The key difference in what Microsoft is pitching is not the one coolest game you’ll ever play (like Magic Leap’s video) or the ultra-minimal camera on ur face (the public perception of Google’s Glass).  Instead they are showing us an integrated world.  They are pitching a lifestyle, one limited to inside your home to be sure, but a functioning, useful product that integrates your screens with your life.  You have the option of attaching stuff to your walls, to having apps and objects appear and disappear in-situ, rather than carrying them with you all the time.
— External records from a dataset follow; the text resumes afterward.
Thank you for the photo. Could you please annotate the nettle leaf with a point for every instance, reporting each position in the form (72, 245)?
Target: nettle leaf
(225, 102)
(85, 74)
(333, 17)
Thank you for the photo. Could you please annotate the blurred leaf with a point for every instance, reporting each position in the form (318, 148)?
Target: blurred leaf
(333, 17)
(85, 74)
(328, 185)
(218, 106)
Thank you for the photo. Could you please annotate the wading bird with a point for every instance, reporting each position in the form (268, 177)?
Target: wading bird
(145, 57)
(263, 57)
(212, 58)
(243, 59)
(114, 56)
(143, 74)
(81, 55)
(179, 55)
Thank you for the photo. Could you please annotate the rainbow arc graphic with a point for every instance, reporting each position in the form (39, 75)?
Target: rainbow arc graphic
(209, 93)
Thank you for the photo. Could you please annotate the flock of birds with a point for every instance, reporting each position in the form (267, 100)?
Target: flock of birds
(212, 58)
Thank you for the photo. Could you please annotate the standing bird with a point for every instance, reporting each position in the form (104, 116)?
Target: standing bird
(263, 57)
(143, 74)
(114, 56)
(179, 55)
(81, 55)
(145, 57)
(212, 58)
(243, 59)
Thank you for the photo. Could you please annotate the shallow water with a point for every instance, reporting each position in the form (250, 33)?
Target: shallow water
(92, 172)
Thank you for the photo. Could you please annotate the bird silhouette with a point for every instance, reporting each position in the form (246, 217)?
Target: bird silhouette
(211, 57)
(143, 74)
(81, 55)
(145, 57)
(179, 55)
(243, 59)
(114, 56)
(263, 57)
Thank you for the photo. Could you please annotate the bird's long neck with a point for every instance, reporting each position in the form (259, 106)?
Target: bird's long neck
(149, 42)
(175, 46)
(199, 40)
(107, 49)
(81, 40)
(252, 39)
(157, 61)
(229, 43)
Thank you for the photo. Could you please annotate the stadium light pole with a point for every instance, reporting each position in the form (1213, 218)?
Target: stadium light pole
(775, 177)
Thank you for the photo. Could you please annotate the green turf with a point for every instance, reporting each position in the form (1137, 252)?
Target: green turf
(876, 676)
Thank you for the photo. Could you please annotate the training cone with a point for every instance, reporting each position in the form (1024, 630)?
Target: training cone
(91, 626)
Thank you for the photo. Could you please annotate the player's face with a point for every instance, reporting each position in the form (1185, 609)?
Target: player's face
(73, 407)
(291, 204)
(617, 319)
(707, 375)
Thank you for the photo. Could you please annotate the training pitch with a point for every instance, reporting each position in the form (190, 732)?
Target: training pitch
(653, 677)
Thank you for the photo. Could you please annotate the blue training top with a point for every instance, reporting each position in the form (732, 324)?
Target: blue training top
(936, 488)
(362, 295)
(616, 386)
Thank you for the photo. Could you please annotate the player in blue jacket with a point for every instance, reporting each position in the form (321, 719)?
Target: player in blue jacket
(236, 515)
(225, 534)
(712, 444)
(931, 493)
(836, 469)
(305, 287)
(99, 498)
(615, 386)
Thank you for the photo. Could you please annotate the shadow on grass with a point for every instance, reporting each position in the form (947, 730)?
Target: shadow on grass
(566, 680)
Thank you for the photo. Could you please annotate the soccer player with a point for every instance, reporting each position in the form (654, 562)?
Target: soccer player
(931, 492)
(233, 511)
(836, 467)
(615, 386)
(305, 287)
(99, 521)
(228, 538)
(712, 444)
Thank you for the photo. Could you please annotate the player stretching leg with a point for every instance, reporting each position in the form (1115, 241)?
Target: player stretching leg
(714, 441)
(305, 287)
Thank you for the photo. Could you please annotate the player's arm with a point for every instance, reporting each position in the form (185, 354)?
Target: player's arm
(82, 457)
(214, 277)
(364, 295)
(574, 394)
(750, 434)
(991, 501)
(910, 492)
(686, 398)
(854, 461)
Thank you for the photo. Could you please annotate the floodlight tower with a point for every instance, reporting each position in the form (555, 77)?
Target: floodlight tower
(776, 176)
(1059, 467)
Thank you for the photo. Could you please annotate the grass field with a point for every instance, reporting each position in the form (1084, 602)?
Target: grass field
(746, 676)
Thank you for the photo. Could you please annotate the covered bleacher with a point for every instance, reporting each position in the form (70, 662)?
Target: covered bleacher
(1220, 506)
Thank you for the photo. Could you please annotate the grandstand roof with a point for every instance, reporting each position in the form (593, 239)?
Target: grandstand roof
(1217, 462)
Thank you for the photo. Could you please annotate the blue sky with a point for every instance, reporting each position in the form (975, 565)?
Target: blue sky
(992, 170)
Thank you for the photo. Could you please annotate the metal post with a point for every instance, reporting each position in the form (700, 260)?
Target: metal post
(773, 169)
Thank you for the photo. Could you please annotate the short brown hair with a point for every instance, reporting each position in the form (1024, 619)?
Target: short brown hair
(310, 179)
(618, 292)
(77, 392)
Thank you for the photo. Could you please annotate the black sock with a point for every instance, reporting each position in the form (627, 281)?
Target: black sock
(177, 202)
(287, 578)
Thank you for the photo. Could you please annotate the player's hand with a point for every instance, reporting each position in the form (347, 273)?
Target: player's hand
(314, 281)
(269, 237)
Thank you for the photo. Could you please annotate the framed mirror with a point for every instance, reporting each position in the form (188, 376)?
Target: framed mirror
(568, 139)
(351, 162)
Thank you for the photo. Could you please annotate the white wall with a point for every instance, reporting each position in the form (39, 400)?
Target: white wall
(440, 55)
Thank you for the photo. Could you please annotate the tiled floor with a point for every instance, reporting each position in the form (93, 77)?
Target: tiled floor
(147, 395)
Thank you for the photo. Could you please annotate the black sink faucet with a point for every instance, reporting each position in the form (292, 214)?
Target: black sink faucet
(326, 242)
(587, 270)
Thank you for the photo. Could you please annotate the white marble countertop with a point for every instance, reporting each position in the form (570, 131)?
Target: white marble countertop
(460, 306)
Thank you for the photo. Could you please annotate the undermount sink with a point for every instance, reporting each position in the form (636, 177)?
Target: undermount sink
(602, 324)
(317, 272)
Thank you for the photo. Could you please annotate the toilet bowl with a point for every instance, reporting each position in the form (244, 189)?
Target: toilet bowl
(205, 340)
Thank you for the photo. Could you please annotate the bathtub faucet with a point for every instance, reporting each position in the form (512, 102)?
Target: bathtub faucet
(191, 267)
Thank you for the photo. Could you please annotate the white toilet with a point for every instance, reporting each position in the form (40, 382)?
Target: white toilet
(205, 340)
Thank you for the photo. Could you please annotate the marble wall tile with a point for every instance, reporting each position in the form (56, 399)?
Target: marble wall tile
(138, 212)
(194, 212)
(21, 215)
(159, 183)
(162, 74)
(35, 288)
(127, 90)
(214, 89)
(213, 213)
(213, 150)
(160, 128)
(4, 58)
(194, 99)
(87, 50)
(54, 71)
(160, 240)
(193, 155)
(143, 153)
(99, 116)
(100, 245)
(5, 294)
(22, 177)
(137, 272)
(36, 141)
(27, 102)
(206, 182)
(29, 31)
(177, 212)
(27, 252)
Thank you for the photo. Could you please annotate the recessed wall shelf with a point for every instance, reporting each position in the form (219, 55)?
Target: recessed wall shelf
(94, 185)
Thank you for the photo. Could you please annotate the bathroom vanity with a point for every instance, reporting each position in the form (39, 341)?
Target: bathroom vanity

And I think this is the big perceptual difference.  Having VR elements situationally popping into and out of existence requires a kind of constant mental engagement.  It makes you want to put the headset down and go to the kitchen for a soda, just to get a break from all the micro-attentions.  But by having those apps and objects stay static, have them fully integrate with the environment around you, like actual physical objects, you give the user the ability to walk away at any time, then come back to find everything where they left it.  It allows the VR to be a part of your life, rather than a novelty item.

IRL Collisions

Courtesy of the Epic Games forums

 

In games we use collisions to figure out what touches what.  It’s not a precision tactic, in fact, it’s one of the reasons you sometimes get hung up on “invisible” objects, or see someone’s arm stuck through a chair, but it IS one of those things that makes games possible.  It simplifies the interaction so that you can run a virtual world full of dozens of people and hundreds, even thousands of objects.

This bit about using ultrasound to create in-hair haptic feedback seems to me to be an ideal intersection.  For many applications, you don’t need precision, you don’t need to have a shape mapped out perfectly to get a reasonable interaction with it, so even with the very simple forms this ultrasound system can generate, you should be able to get some very good results.